[Northern California, Oregon, and the Sandwich Islands by Charles Nordhoff]@TWC D-Link bookNorthern California, Oregon, and the Sandwich Islands CHAPTER II 12/24
It was as though a top-heavy and dried-out pie-crust had fallen in in the middle, leaving a part of the circumference bent down, but clinging at the outside to the dish. [Illustration: LAVA FIELD, HAWAII--FLOW OF 1868.] After this great crash the lava seems from time to time to have boiled up from beneath through cracks, and now lies in great rolls upon the surface, or in the deeper cracks.
It is related that later the lake or caldron at the farther end of the crater boiled over, and sent down streams of lava which meandered over the black plain; that, continuing to boil over at intervals, this lake increased the height of its own banks, for the lava cools very rapidly; and thus was built up a high hill, which we ascended after crossing the lava plains, in order to look down, in fear and wonder, upon the awful sight below.

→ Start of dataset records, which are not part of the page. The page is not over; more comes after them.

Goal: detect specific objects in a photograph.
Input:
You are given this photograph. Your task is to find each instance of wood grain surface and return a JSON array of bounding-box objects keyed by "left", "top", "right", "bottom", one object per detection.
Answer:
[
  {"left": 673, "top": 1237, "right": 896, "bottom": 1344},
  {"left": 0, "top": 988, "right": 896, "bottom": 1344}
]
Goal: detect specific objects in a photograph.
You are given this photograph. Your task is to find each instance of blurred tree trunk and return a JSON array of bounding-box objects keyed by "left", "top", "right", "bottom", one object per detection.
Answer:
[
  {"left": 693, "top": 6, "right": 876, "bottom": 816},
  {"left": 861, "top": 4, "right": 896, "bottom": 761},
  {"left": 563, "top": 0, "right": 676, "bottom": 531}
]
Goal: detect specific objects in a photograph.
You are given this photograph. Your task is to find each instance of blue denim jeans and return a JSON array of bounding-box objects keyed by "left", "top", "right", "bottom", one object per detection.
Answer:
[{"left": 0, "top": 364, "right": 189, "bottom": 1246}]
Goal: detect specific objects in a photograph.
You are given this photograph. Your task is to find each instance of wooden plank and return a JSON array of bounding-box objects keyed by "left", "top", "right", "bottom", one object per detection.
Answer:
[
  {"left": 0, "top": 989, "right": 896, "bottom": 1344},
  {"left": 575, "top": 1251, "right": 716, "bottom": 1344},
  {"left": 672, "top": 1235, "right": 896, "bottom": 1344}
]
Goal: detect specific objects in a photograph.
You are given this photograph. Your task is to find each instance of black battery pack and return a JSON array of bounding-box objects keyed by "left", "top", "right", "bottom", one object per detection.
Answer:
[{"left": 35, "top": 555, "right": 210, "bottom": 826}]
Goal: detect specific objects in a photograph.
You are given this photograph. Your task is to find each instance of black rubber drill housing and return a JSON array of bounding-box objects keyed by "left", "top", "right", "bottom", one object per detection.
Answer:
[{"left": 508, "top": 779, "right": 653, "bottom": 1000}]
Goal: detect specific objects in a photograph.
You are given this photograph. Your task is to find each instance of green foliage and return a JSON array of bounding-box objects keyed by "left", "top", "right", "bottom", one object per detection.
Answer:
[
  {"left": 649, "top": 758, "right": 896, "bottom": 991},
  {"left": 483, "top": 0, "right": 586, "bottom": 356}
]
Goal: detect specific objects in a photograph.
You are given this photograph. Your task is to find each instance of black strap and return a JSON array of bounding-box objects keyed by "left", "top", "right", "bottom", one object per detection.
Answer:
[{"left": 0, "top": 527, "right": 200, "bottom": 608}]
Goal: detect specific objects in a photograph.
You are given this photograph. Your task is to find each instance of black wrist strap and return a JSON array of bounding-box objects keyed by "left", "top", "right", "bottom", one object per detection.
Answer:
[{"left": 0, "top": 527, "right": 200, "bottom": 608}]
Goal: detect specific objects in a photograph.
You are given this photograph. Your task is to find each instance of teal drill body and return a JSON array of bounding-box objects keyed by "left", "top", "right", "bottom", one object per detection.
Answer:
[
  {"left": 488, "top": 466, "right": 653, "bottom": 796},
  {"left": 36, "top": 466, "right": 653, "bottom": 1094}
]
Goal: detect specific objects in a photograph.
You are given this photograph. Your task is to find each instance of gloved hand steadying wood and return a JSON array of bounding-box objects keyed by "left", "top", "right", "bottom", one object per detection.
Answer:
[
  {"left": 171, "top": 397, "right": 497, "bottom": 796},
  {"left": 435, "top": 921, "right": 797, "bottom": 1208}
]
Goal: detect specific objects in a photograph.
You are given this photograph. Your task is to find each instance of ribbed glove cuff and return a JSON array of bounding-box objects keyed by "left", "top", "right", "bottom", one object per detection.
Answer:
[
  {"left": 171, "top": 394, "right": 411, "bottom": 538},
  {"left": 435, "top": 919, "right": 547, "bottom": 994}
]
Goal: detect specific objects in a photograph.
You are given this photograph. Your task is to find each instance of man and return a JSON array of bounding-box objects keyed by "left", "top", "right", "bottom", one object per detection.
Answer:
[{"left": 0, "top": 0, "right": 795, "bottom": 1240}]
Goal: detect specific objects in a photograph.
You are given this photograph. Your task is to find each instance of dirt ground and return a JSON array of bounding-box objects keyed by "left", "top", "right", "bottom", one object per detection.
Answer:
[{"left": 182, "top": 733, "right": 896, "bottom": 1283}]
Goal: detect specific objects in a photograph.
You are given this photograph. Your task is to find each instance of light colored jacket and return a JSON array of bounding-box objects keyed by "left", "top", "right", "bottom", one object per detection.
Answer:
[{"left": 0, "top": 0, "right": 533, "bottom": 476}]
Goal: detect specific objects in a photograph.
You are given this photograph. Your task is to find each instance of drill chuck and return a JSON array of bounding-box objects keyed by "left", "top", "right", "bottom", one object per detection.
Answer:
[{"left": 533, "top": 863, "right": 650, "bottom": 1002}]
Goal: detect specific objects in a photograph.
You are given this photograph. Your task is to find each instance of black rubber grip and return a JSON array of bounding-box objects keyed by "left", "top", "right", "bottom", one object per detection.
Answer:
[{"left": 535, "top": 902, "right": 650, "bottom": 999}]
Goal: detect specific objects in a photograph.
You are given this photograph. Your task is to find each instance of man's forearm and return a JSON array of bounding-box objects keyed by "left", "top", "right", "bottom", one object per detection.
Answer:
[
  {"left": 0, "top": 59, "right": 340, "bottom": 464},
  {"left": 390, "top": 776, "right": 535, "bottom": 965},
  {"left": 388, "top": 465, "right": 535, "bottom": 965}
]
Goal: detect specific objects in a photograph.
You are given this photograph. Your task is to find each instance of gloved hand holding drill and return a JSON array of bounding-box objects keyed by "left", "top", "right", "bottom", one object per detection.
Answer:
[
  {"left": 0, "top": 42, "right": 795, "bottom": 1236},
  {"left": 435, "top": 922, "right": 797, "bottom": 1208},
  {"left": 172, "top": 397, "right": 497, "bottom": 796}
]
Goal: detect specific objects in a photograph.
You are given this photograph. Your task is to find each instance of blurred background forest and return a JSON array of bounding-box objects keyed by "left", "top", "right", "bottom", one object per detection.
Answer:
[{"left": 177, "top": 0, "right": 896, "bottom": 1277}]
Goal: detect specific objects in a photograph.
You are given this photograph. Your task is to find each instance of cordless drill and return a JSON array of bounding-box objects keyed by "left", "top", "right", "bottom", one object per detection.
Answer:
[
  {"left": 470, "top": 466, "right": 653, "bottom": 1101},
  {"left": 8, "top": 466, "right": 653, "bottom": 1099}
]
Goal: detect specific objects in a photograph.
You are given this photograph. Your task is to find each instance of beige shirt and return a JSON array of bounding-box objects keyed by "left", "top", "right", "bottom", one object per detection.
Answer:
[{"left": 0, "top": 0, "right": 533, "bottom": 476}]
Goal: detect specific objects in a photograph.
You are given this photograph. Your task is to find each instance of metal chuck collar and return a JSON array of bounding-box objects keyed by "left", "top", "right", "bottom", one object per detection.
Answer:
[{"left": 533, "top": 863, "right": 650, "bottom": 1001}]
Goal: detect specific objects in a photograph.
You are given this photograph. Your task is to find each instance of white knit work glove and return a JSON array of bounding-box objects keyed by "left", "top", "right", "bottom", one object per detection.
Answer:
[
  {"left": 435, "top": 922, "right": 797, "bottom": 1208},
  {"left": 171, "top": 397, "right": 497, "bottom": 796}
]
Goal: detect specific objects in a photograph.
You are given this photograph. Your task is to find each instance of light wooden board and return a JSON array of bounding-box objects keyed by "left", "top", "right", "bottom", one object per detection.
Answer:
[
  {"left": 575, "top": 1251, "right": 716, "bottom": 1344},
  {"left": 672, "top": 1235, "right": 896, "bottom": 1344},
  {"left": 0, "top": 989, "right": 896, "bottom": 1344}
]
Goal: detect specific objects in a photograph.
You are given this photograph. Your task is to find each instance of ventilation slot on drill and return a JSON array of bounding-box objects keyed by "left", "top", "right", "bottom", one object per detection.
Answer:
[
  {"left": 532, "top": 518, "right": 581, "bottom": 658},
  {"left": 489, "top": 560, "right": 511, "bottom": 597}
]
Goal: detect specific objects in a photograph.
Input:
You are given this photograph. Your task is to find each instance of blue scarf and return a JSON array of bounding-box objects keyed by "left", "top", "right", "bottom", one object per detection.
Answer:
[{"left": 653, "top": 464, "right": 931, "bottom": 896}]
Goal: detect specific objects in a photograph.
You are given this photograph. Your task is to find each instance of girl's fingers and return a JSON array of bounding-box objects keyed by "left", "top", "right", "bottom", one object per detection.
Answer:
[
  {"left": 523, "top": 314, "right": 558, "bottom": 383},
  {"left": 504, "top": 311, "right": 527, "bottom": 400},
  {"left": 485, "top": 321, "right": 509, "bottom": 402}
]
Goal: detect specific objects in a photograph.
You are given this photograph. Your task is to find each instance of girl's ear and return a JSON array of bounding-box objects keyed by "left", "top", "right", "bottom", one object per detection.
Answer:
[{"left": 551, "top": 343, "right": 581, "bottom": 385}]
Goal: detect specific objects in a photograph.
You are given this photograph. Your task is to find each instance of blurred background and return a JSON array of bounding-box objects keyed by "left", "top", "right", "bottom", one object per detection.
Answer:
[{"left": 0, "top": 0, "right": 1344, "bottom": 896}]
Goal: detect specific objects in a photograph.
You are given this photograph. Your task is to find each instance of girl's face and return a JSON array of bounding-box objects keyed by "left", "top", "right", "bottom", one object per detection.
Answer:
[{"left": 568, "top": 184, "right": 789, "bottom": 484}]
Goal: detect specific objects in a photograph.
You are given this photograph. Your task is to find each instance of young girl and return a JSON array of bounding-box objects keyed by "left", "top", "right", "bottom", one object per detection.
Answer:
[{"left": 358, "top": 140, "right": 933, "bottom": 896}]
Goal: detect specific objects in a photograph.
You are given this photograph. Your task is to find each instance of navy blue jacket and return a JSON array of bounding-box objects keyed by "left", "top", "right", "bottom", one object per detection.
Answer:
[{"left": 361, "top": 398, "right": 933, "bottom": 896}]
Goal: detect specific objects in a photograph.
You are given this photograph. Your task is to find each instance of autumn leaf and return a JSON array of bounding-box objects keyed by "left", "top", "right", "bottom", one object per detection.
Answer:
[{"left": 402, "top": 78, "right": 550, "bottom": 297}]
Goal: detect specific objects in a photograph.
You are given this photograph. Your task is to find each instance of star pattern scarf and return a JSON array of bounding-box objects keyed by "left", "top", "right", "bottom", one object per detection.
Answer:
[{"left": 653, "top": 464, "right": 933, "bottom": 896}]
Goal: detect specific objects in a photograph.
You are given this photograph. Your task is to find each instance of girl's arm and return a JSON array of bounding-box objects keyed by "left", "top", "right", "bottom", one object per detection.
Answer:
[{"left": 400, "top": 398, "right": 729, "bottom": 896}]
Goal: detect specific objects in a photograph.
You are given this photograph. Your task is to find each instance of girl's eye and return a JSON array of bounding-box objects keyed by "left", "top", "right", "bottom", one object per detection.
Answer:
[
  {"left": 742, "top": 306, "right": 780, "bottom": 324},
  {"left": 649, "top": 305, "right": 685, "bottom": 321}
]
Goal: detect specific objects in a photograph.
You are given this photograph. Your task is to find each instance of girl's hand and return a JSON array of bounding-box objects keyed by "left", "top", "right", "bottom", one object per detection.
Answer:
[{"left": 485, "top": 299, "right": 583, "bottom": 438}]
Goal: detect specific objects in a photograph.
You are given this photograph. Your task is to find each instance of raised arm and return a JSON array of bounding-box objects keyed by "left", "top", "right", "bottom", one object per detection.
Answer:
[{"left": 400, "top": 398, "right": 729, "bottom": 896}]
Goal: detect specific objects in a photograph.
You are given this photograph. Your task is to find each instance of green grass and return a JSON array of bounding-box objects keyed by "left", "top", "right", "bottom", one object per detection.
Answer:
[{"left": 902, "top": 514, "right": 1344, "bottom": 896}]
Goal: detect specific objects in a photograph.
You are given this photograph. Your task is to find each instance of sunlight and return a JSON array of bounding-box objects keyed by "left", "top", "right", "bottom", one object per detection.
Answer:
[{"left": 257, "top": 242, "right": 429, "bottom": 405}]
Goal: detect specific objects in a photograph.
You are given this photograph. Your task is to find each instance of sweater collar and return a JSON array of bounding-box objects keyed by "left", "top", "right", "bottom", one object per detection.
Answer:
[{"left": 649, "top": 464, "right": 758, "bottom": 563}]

What we saw there on the 3d of March, 1873, was two huge pits, caldrons, or lakes, filled with a red, molten, fiery, sulphurous, raging, roaring, restless mass of matter, to watch whose unceasing tumult was one of the most fascinating experiences of my life. The two lakes were then separated by a narrow and low-lying ledge or peninsula of lava, which I was told they frequently overflow, and sometimes entirely melt down.
Standing upon the northern bank we could see both lakes, and we estimated their shortest diameter to be about 500 feet, and the longest about one-eighth of a mile.
Within this pit the surface of the molten lava was about eighty feet below us.